There are still diseases such as Mycoplasmal pneumonia, atrophic rhinitis and Actinobacillus pleuropneumonia where weaning an older pig may cause an increase in disease prevalence if not properly medicated and vaccinated (Table 3).

Over the next few years, more individualized weaning strategies will be implemented based on recognized scientific methods of disease prevention. Certainly, weaning age will be a cornerstone of those strategies.

What to Look for When Buying Weaned Pigs

Many weaned pigs are purchased on the spot open market in North America today.

While spreadsheets may show potential profit for putting pigs on feed, developing a checklist of items to understand the health of the animals prior to purchasing is critical. This has been commonly referred to as a vet-to-vet consult.

It is important to note that in spite of a thorough investigation before purchasing pigs, unforeseen health problems can arise. Still, the industry standard is that pigs are purchased on an “as is” basis.

Review this checklist before purchasing weaned pigs:

  • Are the pigs being sold because of health problems, such as depopulation/repopulation situations?

  • How many different sites are the pigs coming from? Pigs can be represented as a single source from a “system” instead of from an individual site.

  • What are the demographics of the source site farm (size, location, population, facility type, genetics, pig flow and production data).

  • Who is the herd health veterinarian? Often, the system veterinarian may not see the sale animals. Talking with the local veterinarian may be important to understanding the pigs' health.

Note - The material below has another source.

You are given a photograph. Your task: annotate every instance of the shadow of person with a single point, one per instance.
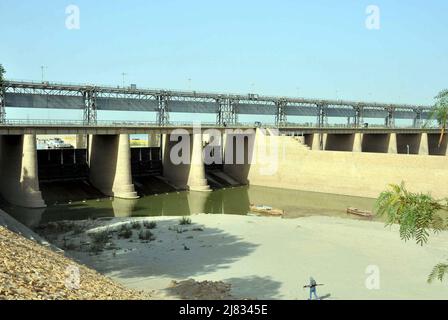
(328, 295)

  • What health issues has the sow farm dealt with during the past two years?

  • Is testing being done to understand the porcine reproductive and respiratory syndrome (PRRS) status of the sow herd?

  • When was the last PRRS break?

  • What is the level of preweaning mortality? Scour problems could be an indicator of potential nursery problems.

  • What vaccination programs are in place?

  • Has the herd experienced a swine influenza virus break?

  • What is the Mycoplasmal pneumonia status of the sow herd?

  • What other diagnostic tests have been done?

  • What is the track record of this source of pigs? Get reference information on other pigs sold and fed recently.

  • What are the mortality rates in the nursery and finisher?

  • What health problems have been seen? Are there signs of respiratory, enteric, sudden death or central nervous system problems?

  • What have been the performance parameters for average daily gain, feed efficiency and cost per pound of gain?

  • What medications and vaccines have been used in the nursery and finisher?

  • Would the referral party buy these pigs again?

  • Finally, what are the average and range of age and weight of the pigs being sold?

Figure 1. Performance of Two Groups of Weaned Pigs
Weaned Pigs Purchased Avg. Weight In Avg. Weight Out Feed:Gain Feed Cost Cost/Lb. Of Gain Mortality Days On Feed
84,886 13 69 1.64 $9.16 $0.16 2% 56
50,235 10 64 1.66 $9.10 $0.17 2.85% 56

Many systems are now selling weaned pigs on a sliding scale with each additional pound over a base weight bringing $0.50 to $0.75/lb.

What does the purchase weight/age of weaned pigs mean to the physical health of the pig and the financial health of the producer? The average difference in weaning age can be as much as one day per ½ lb. of weight.

A review of two groups of purchased pigs that had a wide variation in purchase weights was conducted. Performance data from 2004 in the South Central Management Services (SCMS) database are summarized in Table 1.

Summary

An SCMS evaluation of purchased pigs suggests that weaning weight affects three key elements of production in the nursery:

  1. Death loss on heavier pigs equals 0.85% less death loss.

  2. Feed cost savings on a heavier pig is 1¢/lb. of gain.

  3. Heavier exit weights equal significant financial value.